Preparation method: soft shell crab
  • Wash the coriander and mint well in iced water.
  • Pick off the leaves and discard the stalks.
  • In a small saucepan, bring the honey and lime juice to a simmer, add the fish sauce, then set aside to cool.
  • Combinethe tapioca flour, rice flour, and Aleppo flakes in a shallow bowl.
  • Cut the crabs in half and clean under running water, then pat dry with paper towel. Add to the flour mixture and toss gently to coat, shaking off any excess.
  • Add the crab pieces in batches in the deep-fryer and cook for three to four minutes or until crunchy and cooked through.
  • Remove with a slotted spoon and drain on paper towel. Season with salt flakes.
Preparation method: pita bread
  • Place the salt, yeast, olive oil, yoghurt, honey, 300g flour, and the warm water in a bowl of an electric mixer and beat until smooth.
  • Cover with plastic film and prove in the fridge for at least twelve hours, preferably overnight.
  • The next day, add the remaining flour to the mixture.
  • Fit the electric mixer with a dough hook and beat on a low speed until the flour is fully incorporated. Increase the speed to medium and beat for two to three minutes or until the dough comes away from the bowl and is tacky but not sticky when touched. Add a little more flour if needed to reach the desired consistency.
  • Turn out the dough onto a lightly floured benchtop and knead for one minute or until smooth.
  • Divide the dough into four even-sized pieces and knead into balls.
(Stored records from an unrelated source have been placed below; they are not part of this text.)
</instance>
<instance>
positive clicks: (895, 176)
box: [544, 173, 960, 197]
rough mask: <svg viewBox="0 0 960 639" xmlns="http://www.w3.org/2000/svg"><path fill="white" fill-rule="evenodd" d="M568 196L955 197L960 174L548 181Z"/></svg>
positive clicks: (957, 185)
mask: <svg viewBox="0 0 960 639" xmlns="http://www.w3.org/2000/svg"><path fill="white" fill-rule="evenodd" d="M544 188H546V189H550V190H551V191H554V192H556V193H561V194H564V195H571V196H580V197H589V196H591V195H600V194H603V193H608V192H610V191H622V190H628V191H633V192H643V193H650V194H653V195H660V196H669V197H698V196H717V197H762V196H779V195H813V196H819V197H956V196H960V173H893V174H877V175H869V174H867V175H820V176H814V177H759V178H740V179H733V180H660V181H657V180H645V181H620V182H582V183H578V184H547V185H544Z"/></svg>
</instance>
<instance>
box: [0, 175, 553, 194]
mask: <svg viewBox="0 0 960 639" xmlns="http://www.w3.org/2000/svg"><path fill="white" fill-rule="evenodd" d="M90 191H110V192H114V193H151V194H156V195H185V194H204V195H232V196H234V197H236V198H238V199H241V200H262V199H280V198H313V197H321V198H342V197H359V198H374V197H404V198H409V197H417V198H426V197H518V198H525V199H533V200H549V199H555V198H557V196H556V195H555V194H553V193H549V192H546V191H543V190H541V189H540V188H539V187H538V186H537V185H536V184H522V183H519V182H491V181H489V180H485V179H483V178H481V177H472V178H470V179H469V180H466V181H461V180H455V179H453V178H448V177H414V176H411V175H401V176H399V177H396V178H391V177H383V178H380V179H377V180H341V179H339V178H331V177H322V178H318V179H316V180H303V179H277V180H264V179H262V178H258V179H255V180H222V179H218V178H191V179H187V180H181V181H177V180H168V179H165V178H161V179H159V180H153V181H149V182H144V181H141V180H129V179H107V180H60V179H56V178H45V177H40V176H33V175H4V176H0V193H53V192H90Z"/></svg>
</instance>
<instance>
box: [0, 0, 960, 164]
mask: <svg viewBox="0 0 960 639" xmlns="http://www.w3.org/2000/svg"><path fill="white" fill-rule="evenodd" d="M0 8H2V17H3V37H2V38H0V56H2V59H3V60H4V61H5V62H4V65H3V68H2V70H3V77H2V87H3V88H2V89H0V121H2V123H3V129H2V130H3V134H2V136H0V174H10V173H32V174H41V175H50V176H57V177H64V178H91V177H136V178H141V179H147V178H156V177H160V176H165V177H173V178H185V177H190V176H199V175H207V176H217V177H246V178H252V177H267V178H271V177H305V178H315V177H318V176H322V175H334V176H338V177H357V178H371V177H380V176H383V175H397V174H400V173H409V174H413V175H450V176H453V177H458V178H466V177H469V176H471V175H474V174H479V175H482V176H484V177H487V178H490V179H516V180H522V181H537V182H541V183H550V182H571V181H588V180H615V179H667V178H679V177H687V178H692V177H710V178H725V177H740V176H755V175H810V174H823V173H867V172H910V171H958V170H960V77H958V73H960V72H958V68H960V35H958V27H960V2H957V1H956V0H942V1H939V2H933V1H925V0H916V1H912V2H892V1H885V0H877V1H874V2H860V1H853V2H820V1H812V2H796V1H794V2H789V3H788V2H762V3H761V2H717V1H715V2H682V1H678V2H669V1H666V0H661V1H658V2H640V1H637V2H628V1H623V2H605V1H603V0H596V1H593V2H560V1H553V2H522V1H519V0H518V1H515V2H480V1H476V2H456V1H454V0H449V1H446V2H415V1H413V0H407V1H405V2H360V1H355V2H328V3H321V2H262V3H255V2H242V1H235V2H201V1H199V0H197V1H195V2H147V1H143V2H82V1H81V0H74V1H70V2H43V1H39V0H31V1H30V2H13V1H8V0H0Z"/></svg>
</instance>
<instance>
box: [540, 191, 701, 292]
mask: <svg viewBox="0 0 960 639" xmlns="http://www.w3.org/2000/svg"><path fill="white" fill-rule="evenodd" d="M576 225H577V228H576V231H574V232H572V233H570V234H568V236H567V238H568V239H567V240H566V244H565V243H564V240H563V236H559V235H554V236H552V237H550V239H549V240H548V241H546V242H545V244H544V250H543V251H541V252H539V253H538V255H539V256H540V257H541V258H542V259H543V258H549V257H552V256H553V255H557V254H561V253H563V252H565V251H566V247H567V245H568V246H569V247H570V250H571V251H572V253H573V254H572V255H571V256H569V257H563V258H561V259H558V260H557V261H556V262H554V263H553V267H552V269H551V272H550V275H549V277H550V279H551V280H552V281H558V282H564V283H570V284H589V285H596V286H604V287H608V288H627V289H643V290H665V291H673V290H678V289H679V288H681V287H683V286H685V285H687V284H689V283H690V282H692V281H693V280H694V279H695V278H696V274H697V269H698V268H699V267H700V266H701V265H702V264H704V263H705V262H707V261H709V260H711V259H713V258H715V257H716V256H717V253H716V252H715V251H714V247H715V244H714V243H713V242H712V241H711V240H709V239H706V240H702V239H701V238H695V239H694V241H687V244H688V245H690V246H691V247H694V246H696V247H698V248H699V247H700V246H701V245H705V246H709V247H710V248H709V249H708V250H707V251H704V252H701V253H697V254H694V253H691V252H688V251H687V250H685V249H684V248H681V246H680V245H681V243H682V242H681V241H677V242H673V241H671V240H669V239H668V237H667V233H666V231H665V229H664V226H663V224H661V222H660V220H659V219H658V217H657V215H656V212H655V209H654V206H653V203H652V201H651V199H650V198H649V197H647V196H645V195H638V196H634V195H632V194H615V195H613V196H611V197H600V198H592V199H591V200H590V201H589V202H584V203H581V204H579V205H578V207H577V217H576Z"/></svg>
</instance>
  • Dust the benchtop with semolina and, using a semolina-dusted rolling pin, roll out the balls until they’re about 5mm thick, sprinkling with extra semolina to prevent sticking, if needed.
  • Prick all over with a fork, then place on semolina-dusted baking trays and leave in a warm, dry spot to prove for 30 minutes.
  • Lightly spray a grill with oil, then add the breads one at a time and cook for two minutes on medium heat on each side.
  • Serve immediately or reheat again later in the pan.
Finishing and preparation
  • Brush the pita breads with olive oil and grill lightly on both sides.
  • Spoon the mayonnaise onto each pita bread, then top with the fried crab and fresh herbs.
  • Drizzle with the honey sauce and sprinkle with flaked almonds. Roll up tightly using baking paper to hold the pitabread.